Comment Re:It was not very good (Score 2) 95

I had just about every kind of Zip 100 drive. The original dark purple external parallel and SCSI versions, the internal ATA and SCSI, translucent USB... They all get the same click of death problem eventually. I also had a SyQuest 135 (and the 44 before it, both in SCSI) and never had any problems with that. All the printers had both so they could take people's files, and I don't mean printer like a box on your counter, I mean like a "print house" but nobody in publishing calls them that.

Now you can stick your old SATA SSD in a $3 USB3 dongle... I have such attached to my router for downloads. I don't miss the removable spinning media stuff even a little bit. What a fucking hassle.

Comment Re:Intel: Our new radiator is the answer to their (Score 1) 102

Apple is its own thing. It is not fully inconceivable that the feds (and therefore everyone else) would switch to MacOS if Windows became [even more] unsupportable, but I doubt Microsoft can provide Office at even the sad level it achieves on Windows and it would take Apple time to ramp up supply.

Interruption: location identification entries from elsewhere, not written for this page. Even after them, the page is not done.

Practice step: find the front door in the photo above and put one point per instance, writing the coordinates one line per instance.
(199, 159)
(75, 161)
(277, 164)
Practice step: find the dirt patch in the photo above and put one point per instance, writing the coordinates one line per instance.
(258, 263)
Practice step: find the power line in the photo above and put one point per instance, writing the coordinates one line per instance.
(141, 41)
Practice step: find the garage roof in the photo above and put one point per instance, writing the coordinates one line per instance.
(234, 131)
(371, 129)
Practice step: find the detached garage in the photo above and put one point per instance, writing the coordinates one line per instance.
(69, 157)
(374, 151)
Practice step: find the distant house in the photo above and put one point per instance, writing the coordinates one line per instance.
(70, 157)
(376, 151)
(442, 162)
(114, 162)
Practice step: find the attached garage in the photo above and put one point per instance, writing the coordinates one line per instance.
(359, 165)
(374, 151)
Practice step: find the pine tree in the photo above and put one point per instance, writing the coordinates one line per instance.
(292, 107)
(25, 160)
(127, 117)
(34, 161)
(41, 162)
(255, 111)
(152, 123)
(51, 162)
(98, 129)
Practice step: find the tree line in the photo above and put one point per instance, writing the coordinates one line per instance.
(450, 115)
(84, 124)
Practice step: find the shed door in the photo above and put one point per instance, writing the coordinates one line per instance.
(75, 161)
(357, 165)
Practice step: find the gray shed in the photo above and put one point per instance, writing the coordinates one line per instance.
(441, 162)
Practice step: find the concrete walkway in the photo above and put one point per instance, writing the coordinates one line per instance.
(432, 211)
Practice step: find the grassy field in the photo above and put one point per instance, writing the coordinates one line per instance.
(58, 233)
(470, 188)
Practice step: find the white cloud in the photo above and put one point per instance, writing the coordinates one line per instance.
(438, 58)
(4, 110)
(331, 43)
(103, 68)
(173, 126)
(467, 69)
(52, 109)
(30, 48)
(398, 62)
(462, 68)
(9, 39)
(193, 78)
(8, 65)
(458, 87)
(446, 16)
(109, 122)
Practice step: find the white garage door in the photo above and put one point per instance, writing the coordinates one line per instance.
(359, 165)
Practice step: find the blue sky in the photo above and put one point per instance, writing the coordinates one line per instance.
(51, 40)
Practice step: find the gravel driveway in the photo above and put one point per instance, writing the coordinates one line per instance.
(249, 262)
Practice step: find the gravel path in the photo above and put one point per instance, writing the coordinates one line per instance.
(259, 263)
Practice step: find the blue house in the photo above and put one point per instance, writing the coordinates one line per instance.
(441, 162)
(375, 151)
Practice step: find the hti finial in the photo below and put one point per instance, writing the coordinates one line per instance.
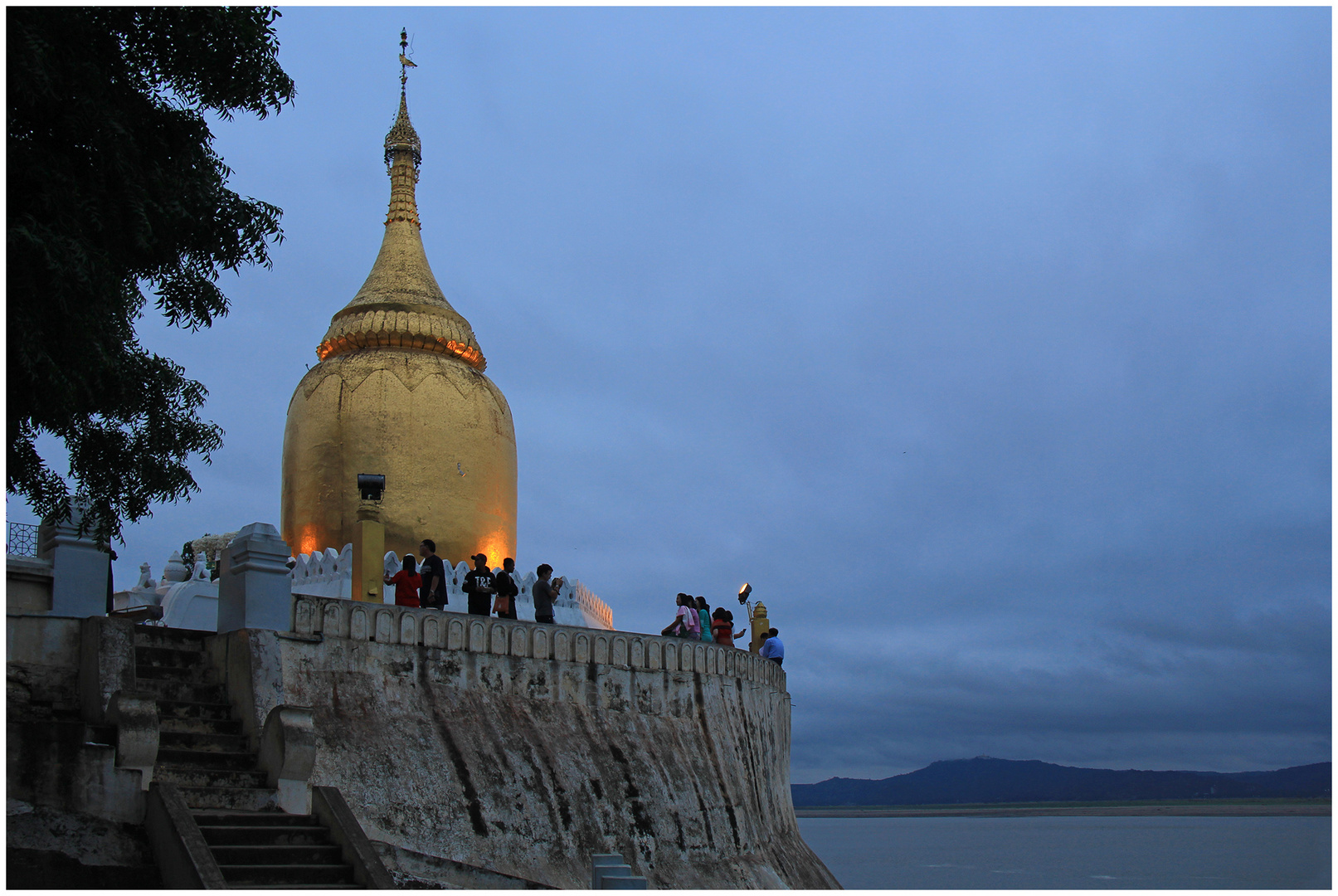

Linux is an easy sell unless people are hooked on some application or game that doesn't run on it, then it's hard. The interface is familiar enough now (especially with KDE, but there are some other basically credible options) that they won't have a lot of room to complain so long as they don't have problems. That part is going to depend on the hardware, and IME they will have the fewest problems with AMD CPU and GPU now. If they have Intel it might or might not be OK; if they've got Nvidia they're likely to have a bad time at least sometimes.

Business is increasingly using web-based tools for everything, which is not itselft a bad thing- if only more of them were self-hosted. But either way, this decreases the dependence on Windows. I've worked where there's a few Windows machines for clerical staff, or where there's a Mac for the graphics department. That can be Windows' fate again.